第16話 異世界のトイレ

 部屋を案内され、ティリオンとアイナは隣同士の個室をあてがわれた。粗末なベッドとテーブルにチェストボックスが置かれただけの簡素な部屋。それでも、暖かい部屋と寝床を与えられたことに、ふたりは素直に喜んだ。そこへダイモンも顔を出す。


「ひょっとしてオマエら、一緒の部屋が良かったか?」

「んなわけあるか!」

 と、ダイモンの言葉にアイナが真っ向から反対した。「てかさ、さっきから、めっちゃトイレ行きたいんやけど、部屋の中にないやん」


「そんなもんあるわけないだろ。便所と風呂は共同だ」

「そうなん? まあええわ。そのトイレ、おっちゃんどこにあるん?」

「この通路を突き当りまで行って右に曲がれ。その先にある」

「おおきに」


 アイナは体をくねらせながら、小走りで言われた通りの道順を辿った。そしてトイレのドアを開け、慌てて中に入る。その瞬間、アイナは便房を見て悲鳴を上げた。


「きゃああああああああ!」

「どうした?」

 ティリオンとダイモンが駆けつける。

 アイナが慌ててトイレから出てきて、涙目でこう訴える。

「か、紙がないやん!」

「紙がないだと?」


 ダイモンはアイナを押しのけトイレの中に入る。そして足元に置いてある木箱を指さしてこう言った。「ここにあるじゃねえか」


「ここにあるって……」

 アイナは木箱の中に入っていたものを指先で摘まみ上げる。まるで汚い物を触れるようにして摘まみ上げた物は、蓮の葉のようなものであった。

「葉っぱやん!」


「おい嬢ちゃん、まさかこの世界にトイレットペーパーがあるなんて、思ってねぇだろうな?」

「いや、トイレットペーパーもそうやし、トイレとは名ばかりで床に穴がぽっかり空いてるだけやん。便座はどこにあるんよ便座は?」

「あのなあ、これでも昔は地面を掘っては土をかぶせての繰り返しだったんだ。それを工夫して、川の水を敷いた水洗式にしたんだぞ。この世界では最新式の水洗便所だ。よその国ではおまるや木箱による汲み取り式で……」

「いやぁ~いやすぎるうう」


 面倒くさい女だという顔をしながら、ダイモンが両耳を手でふさいだ。

 ティリオンはやれやれといった表情をすると、リュックの中から何かを取り出した。


「アイナ、これを使え。元の世界から持ってきた」

 それは紛れもない、トイレットペーパーだった。
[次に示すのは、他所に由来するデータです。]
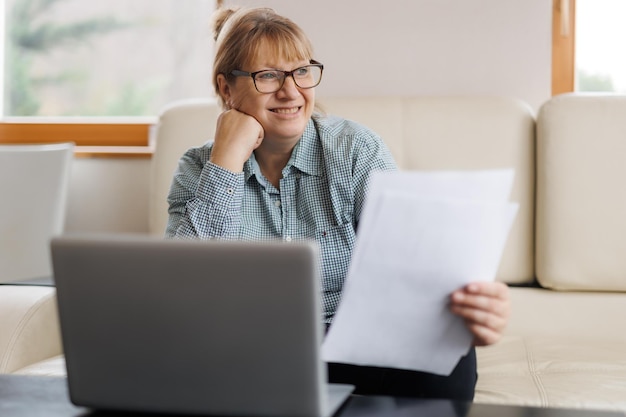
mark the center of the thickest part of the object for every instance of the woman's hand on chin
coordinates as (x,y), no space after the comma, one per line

「数はあまり無いから大事に使え。それとそのトイレは和式だ。穴をまたぐようにして用を足せ」


「ありがとう~おじさん~」

 泣きながらトイレットペーパーを受け取ると、アイナはドアをバタン閉めた。

「あ、もう向こう行って。音を聞かれるのイヤやし……。なんやここ……『音姫』も無いやん……」

 トイレ用の擬音装置が無いことにも、アイナは嘆いた。


「なんかジェネレーションギャップだよなァ。オレが小中学生のときなんか、和式便所しかなかったんだぜ」

「いまどきの若い子たちにしてみれば和式の方が珍しい。今は洋式がほとんだ」


 たわいもない話をしながら、ティリオンとダイモンは玄関へと歩いて行った。

「なんであんな若い嬢ちゃんが異世界なんかにやってきた? ここに来る移住者クライアントは大抵くたびれた顔をした悲観的な連中ばかりなのによ。あの歳で莫大な借金でも抱えたか? ——ああ、オレもそのクチだ」

 ダイモンが自虐的に笑った。


「二度と元の世界には戻れないことは彼女も承知のはずだ。面接で何度も念を押されたからな。だが、ここに来た。余程背に腹は代えられぬ事情があったんだろう」

「理由を聞いてないのか?」

「ああ、余計な詮索はしたくない。互いにな」


 しばらくするとアイナがトイレから出てきた。貸したはずのトイレットペーパーを大事そうに抱えている。返したくない、上目遣いの視線からそんな意思を感じ取ることができた。

「それはくれてやる」

「ホンマ? おじさんありがと~」

 アイナが莞爾かんじと笑う。

 と、三人が集まっているところへ、何者かがトコトコと歩いてくる。